The moment he stepped into the conference room he knew it. Almost before he saw her. The marketing girl. Of course. That was who she was. It was as if, on some level, he had known the cigarette break would not be the last he saw of her. She was sitting at the table with ZGames’ own intrepid promo team—a tall, blond, but unattractive duo who looked more like brother and sister than coworkers. Heidi and Ulrich, his brain supplied. These were not their real names: Neil vaguely remembered being introduced to them. But Heidi and Ulrich was good.
Beside Heidi, the marketing girl looked downright pretty, although she wasn’t.
“You!” she said, laughing. “The sleeping smoker!”
/> He was reminded of her accent—Eastern Europe. The rest of the group looked at him. “A joke,” she said. “I met him coming in.”
“This is Galena Ibanesku,” Heidi said with a smile frozen on her face as if to acknowledge this bit of repartee would have been untoward. “Neil Banks, Steven Closter.”
Galena rose to shake their hands.
“Galena’s here to talk with you about an exciting new opportunity we all have here,” Ulrich said.
“Exciting, hunh?” Steven mocked, and for once Neil felt a twinge of appreciation for him. Had they no shame, these marketing people? How could they honestly adhere to this tired language of hyperbole so widely mocked that it had for years been fodder for improv groups and Saturday Night Live skits?
“Well, we think so,” Ulrich replied huffily. “And you would too if you thought about where your next paycheck was coming from.”
“Okay,” Galena said in that blunt Eastern European way of hers. “Okay. No squabbling.”
This did not seem to be an auspicious start for the meeting.
Heh, heh, heh, everyone laughed uncomfortably.
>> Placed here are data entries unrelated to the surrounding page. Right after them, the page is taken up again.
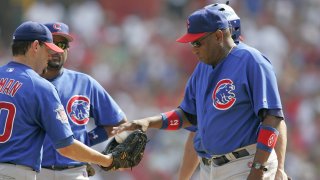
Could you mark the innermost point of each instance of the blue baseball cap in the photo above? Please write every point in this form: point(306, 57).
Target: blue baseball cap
point(61, 29)
point(30, 31)
point(202, 21)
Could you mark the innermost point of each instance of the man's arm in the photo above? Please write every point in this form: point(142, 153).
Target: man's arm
point(80, 152)
point(280, 150)
point(190, 159)
point(102, 133)
point(262, 156)
point(157, 121)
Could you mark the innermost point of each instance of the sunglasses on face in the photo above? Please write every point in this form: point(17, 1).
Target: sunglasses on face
point(197, 43)
point(62, 45)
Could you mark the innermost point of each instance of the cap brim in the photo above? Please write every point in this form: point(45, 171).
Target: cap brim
point(67, 36)
point(54, 47)
point(190, 37)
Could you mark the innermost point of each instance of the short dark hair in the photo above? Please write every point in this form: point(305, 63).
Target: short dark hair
point(21, 47)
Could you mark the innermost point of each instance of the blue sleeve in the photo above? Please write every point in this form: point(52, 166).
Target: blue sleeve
point(188, 103)
point(192, 128)
point(263, 84)
point(97, 135)
point(104, 109)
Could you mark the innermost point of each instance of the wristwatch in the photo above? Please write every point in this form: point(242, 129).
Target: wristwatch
point(259, 166)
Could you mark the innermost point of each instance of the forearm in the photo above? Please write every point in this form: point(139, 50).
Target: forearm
point(80, 152)
point(190, 159)
point(271, 121)
point(281, 145)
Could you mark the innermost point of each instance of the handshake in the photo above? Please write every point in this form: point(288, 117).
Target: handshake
point(127, 152)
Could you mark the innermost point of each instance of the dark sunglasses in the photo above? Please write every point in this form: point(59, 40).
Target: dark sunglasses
point(62, 45)
point(197, 43)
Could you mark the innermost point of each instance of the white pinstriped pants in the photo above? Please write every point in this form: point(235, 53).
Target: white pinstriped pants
point(237, 169)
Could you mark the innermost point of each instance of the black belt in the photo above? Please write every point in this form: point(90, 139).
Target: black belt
point(60, 168)
point(219, 161)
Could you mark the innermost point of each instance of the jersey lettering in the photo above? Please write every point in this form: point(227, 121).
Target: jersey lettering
point(223, 96)
point(8, 124)
point(10, 87)
point(78, 109)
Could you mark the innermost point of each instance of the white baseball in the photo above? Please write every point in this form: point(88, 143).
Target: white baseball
point(122, 136)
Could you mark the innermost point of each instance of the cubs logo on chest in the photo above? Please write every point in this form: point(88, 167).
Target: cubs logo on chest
point(78, 109)
point(223, 94)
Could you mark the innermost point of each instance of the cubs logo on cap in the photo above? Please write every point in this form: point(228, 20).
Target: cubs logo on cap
point(61, 29)
point(202, 21)
point(30, 31)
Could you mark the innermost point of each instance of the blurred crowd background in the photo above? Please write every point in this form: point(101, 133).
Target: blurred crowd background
point(129, 47)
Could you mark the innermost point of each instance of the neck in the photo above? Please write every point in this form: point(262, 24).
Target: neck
point(52, 73)
point(225, 52)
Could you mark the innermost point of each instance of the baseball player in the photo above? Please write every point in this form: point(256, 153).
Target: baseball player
point(190, 160)
point(232, 97)
point(30, 108)
point(83, 97)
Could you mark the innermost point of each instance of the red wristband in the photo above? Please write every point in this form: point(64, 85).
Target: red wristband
point(171, 120)
point(267, 138)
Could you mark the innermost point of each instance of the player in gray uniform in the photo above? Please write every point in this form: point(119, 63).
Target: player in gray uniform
point(30, 108)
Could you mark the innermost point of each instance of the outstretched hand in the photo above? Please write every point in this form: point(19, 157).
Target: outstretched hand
point(131, 125)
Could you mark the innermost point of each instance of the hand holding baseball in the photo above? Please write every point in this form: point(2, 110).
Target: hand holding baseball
point(131, 125)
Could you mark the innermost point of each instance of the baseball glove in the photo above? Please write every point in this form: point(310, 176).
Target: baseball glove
point(128, 153)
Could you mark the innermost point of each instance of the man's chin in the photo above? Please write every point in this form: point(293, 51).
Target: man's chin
point(54, 66)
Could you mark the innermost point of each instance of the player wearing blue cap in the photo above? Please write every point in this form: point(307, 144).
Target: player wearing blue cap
point(190, 159)
point(83, 98)
point(30, 108)
point(232, 97)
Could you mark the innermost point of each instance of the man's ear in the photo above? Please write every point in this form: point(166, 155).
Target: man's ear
point(219, 35)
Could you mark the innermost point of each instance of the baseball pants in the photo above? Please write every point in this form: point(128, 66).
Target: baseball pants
point(78, 173)
point(237, 169)
point(17, 172)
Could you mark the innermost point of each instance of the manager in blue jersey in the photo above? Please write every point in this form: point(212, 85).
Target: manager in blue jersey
point(232, 97)
point(83, 98)
point(193, 147)
point(30, 108)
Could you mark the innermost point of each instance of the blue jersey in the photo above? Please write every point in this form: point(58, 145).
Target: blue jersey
point(227, 98)
point(83, 97)
point(30, 108)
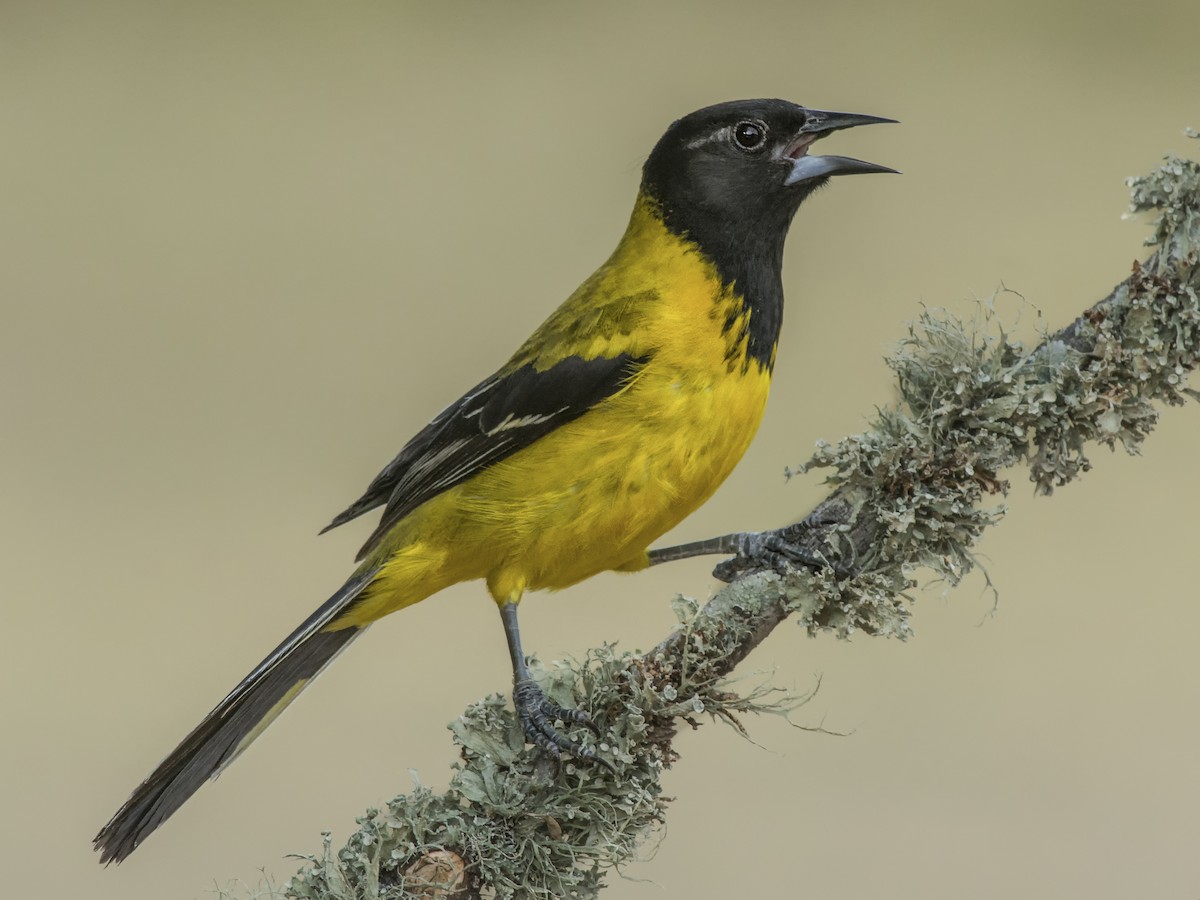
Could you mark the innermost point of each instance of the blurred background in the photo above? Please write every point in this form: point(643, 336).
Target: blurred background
point(250, 249)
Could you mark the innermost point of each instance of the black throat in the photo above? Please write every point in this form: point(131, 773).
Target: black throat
point(748, 257)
“So,” Heidi plowed ahead, still smiling. “Galena is here from Genron, which has just signed an unusual new product placement plan with us that I think you will find very interesting to integrate…”
Neil’s brain remained stuck on Genron. That was Jenny Callahan’s company. This girl, this Galena, probably knew Jenny. Possibly worked with her, even. The idea was startling—an intrusion of one mental space into another. And it seemed, somehow, to connect the girl to the baby. His baby. The thought pinged through Neil’s mind like an alarm that had been wound all this time, waiting, springs loaded, to go off.
“Do you want to take it from here, Galena?” Heidi was saying, still smiling plastically.
“Sure,” Galena said. She had an aggressive way about her, not at all like most women in marketing whom Neil had encountered. Except for Jenny. She was, in this, a little like Jenny, actually. “You are maybe wondering why Setlan,” Galena said. “Why computer games as a marketplace for Setlan? But the answer is not so difficult to understand. You see…” She opened a folder and distributed a set of news articles neatly copied and stapled. The first of these bore a headline that read “Survey Finds High Incidence of Depression in Computer Game Players.”